Tous ces états.
ALL THESE CONDITIONS
Tous ces états
I’m almost 40 years old, I still can’t accept some of my conditions: when I’m disappointed, frustrated, revolted, angry, sad, when someone breaks my balls. I still waste so much time and energy in fights that are not always worth it or in projects that don’t really succeed. I still have so much naivety, desire, spontaneity, listening, understanding, « gnac ». Damn, I have the « gnac ». I always like to do as I please, to do what I want when I want, to speak as I want, in the tone that I impose or that I impose. I always do the best I can. I still have trouble with orders, obligations, choices but I force myself to do them, to act, even against my will, because sometimes I don’t even have a choice. I’m really fed up with a lot of stuff, a lot of people, a lot of bullshit, stupid rules, tired of stupidity, injustice, impotence, fatality, corrupt people, egos… We’re all going to die – me too – in 10 years or in 1 minute, few people are aware of it on a daily basis and most of them pretend it’s not going to happen, don’t even think about it or never. I see all these people, all these things that escape me, that I can’t shake, that I can’t catch up with, on which I have very little effect and it revolts me, it irritates me, it disappoints me, because there are so many things to do together, and so little time. These moments, these moments that I don’t live because I am not allowed to.

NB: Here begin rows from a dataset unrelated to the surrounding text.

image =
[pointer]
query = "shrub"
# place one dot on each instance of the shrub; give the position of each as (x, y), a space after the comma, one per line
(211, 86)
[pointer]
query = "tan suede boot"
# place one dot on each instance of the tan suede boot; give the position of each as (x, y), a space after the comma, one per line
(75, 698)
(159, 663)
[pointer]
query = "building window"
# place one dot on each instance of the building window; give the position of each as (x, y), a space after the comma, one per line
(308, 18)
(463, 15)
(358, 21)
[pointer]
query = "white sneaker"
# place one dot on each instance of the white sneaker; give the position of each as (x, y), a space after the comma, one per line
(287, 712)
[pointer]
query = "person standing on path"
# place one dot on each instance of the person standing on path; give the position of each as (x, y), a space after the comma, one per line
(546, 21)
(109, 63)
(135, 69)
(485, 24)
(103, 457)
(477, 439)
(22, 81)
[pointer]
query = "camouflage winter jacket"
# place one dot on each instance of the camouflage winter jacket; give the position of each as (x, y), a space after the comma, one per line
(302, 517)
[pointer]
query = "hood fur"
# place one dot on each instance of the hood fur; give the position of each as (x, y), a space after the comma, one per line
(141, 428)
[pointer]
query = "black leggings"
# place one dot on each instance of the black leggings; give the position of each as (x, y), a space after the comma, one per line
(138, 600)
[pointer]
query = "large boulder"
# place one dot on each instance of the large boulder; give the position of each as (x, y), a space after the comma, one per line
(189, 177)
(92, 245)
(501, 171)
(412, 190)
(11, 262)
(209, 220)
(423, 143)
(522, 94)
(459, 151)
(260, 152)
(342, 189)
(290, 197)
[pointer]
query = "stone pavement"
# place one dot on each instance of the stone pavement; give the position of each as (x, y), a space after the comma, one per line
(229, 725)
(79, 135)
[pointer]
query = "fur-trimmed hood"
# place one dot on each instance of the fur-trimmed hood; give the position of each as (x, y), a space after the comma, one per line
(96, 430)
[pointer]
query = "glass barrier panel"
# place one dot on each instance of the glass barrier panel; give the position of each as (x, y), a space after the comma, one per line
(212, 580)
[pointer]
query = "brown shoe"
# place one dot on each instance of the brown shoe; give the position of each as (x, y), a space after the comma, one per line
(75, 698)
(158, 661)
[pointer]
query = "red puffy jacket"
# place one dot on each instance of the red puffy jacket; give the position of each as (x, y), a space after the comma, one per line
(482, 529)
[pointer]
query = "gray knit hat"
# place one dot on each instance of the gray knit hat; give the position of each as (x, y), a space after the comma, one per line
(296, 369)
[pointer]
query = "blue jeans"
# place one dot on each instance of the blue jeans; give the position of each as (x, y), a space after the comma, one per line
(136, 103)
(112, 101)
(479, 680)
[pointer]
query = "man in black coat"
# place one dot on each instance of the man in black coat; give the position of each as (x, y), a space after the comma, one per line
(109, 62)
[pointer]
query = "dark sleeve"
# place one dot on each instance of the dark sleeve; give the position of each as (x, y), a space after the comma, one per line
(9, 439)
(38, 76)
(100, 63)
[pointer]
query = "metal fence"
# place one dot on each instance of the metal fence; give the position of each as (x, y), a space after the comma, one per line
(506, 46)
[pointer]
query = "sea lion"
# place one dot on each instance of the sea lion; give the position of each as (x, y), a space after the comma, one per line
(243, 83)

And I don’t think that accepting all these conditions would ever make me happy, on the contrary. In acceptance, there is no fight. Only resignation, and here there would be the simple acknowledgement of a very disappointing reality.
So I’ll just put myself on my guard, continue to fight, be attentive to all this, to all these states, understand them, listen to them. The only thing I can have any control over is that. I want to continue to play, to walk around, to draw, to exchange, to have fun, to help, to read, and many other things, and for that I have no choice, I have to go through the world, through people, those I like and those I don’t like. Because, damn it, Man will leave me no choice but to confront all these conditions.